These works were groundbreaking and truly prescient; each was conceived in part as a prediction of the future of industrialized production and construction. Keeping the plan of the Barcelona Pavilion in mind, we designed a house that explores the reality of the industrially-produced materials and methods of our own time. Unlike the Barcelona Pavilion that used then-exotic materials, we chose to utilize more common materials but rendered them striking in usage, pigment choice and detailing.
Cubists looked beyond the mechanical view of how the eye sees and employed the brain’s ability to remember and anticipate, allowing one to take in a seemingly disjointed array of phenomena but still have the whole make sense. The increasing plasticity of lightweight building materials allows us some of the Cubists’ slight-of-hand to simultaneously evoke the immediacies of built form as well as architectural dream states – the hovering roof, translucencies between inside and outside, and walls that are not walls.
Advancing material technologies have expanded the available palette through increased color intensity, optical effects and applications. Sir Isaac Newton ovserved the different behavior of color created with pigment and color created with light. The Impressionists and Fauves experimented with Newtonian principles to create light effects with pigment. These experiments have redefined thoughts on how colors relate to one another. Guided by Newtonian color theory, the intense palette of the house allows richly-colored reflected light to pass through translucent walls, suffusing spaces with a delighting glow.
In addition to the rigorous studies of perspective and color theory, environmentally sustainable materials and methods played a large factor in generating the design. First and foremost is the size of the project. In a time where new homes strive to maximize square footage, we consciously kept the enclosed footprint to two small pavilions totaling 1100SF. The home is designed for all seasons with the use of the spaces and the areas conditioned are modulated based on seasonal weather. Its heaviest use is during the summer.
Large sliding doors allow indoor functions to flow into outdoor terraces and gardens during the summer when additional space is desired and indoor conditioned space is rarely needed. The opposite occurs in winter where living occurs in a much smaller conditioned footprint. The house is one of the first on Shelter Island to use geothermal heating and cooling. Even so, it is rarely used in the warm season as we incorporated many passive design elements into the architecture.

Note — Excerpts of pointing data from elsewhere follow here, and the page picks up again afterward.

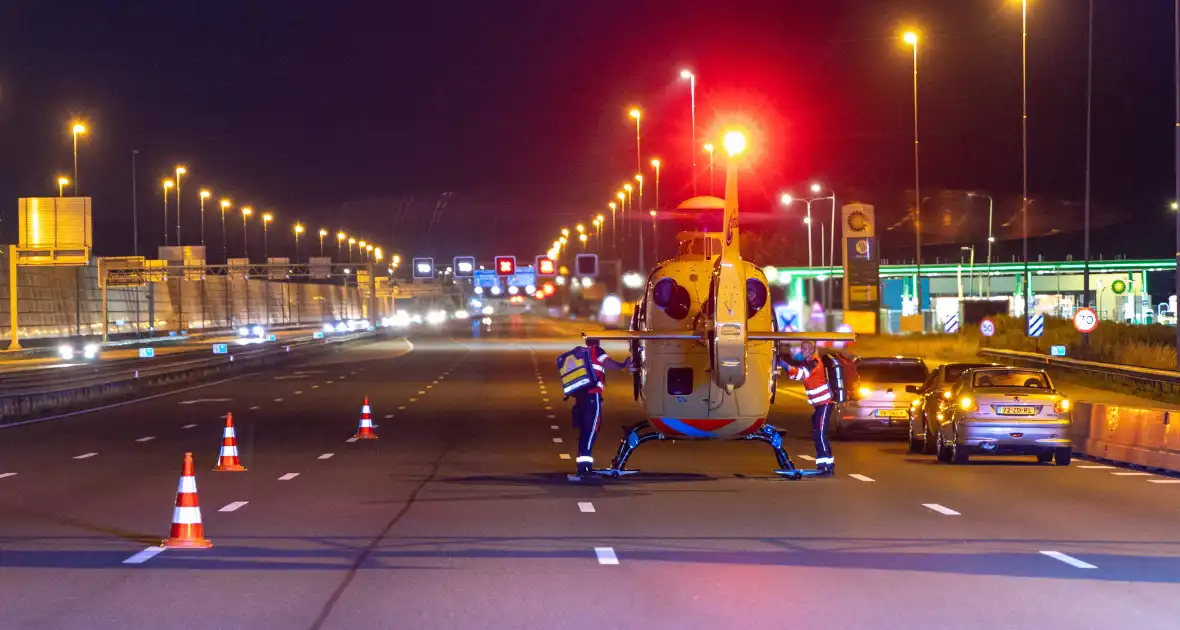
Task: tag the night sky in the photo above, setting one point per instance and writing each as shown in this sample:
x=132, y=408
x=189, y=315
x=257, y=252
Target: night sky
x=360, y=116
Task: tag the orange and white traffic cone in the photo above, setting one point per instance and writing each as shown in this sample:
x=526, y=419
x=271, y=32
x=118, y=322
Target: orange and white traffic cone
x=187, y=532
x=227, y=460
x=365, y=432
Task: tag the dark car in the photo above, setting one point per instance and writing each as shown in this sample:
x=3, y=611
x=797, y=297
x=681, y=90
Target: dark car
x=925, y=408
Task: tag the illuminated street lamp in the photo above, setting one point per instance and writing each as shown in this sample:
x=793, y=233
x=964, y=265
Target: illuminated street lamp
x=168, y=185
x=204, y=195
x=708, y=149
x=267, y=217
x=224, y=205
x=692, y=91
x=638, y=159
x=78, y=129
x=911, y=38
x=299, y=230
x=246, y=234
x=179, y=171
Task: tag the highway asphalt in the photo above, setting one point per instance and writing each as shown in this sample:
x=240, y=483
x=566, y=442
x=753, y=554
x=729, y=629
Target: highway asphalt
x=460, y=516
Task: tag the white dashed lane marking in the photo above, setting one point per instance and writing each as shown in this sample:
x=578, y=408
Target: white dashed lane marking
x=605, y=555
x=1068, y=559
x=144, y=556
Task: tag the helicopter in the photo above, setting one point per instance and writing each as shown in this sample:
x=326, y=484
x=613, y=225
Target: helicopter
x=703, y=340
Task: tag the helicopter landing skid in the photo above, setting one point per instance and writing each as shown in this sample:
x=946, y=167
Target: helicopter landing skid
x=637, y=435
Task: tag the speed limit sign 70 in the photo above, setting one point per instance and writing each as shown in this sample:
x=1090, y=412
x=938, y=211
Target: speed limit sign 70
x=1086, y=320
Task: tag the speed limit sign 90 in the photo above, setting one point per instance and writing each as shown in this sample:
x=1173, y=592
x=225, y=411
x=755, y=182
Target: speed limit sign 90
x=1086, y=320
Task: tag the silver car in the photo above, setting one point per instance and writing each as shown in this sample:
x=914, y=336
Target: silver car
x=879, y=401
x=1005, y=411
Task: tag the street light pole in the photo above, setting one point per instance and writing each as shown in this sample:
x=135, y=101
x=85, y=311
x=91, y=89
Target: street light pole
x=709, y=149
x=991, y=237
x=911, y=38
x=77, y=129
x=179, y=171
x=692, y=93
x=1024, y=152
x=168, y=184
x=204, y=195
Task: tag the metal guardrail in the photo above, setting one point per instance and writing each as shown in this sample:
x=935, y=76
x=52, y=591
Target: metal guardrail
x=1151, y=379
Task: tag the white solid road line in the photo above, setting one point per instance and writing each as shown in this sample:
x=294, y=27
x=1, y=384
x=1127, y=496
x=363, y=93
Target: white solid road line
x=1068, y=559
x=144, y=556
x=605, y=555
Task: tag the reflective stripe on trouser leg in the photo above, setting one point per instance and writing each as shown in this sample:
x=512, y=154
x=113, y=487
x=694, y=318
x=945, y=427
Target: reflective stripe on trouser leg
x=819, y=433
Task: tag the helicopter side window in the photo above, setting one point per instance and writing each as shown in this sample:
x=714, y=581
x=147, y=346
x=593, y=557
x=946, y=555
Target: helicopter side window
x=680, y=381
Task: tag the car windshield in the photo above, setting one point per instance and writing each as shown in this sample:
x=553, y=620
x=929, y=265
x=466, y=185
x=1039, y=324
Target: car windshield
x=1011, y=378
x=891, y=371
x=954, y=371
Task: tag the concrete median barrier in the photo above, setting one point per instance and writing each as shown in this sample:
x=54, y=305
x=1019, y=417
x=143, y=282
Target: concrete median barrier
x=1140, y=437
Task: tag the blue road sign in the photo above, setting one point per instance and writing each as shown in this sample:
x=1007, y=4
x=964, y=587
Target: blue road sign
x=524, y=276
x=486, y=279
x=1036, y=325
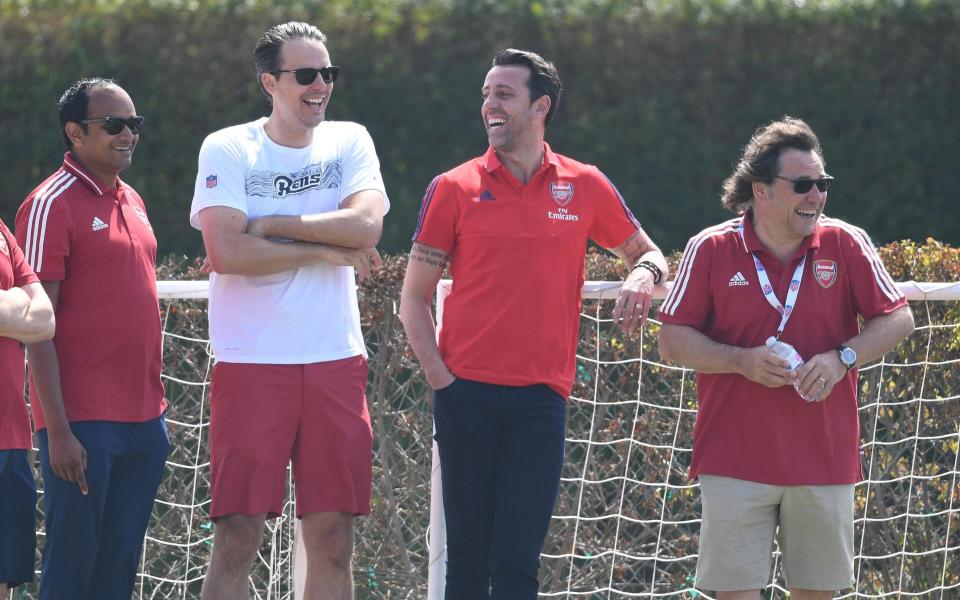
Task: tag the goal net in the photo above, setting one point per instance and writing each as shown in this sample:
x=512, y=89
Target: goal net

Solid walls on the south and west side of the building block the intense summer sun while floor to ceiling translucent double polycarbonate walls allow north and east light into the space as well as providing a much higher R-value as compared to traditional glass. Large sliding doors and windows are carefully placed to take advantage of the east/west sea breeze to cool the interiors. Large roof overhangs provide needed shade for the pavilion interiors while providing sheltered space ideal for outdoor living.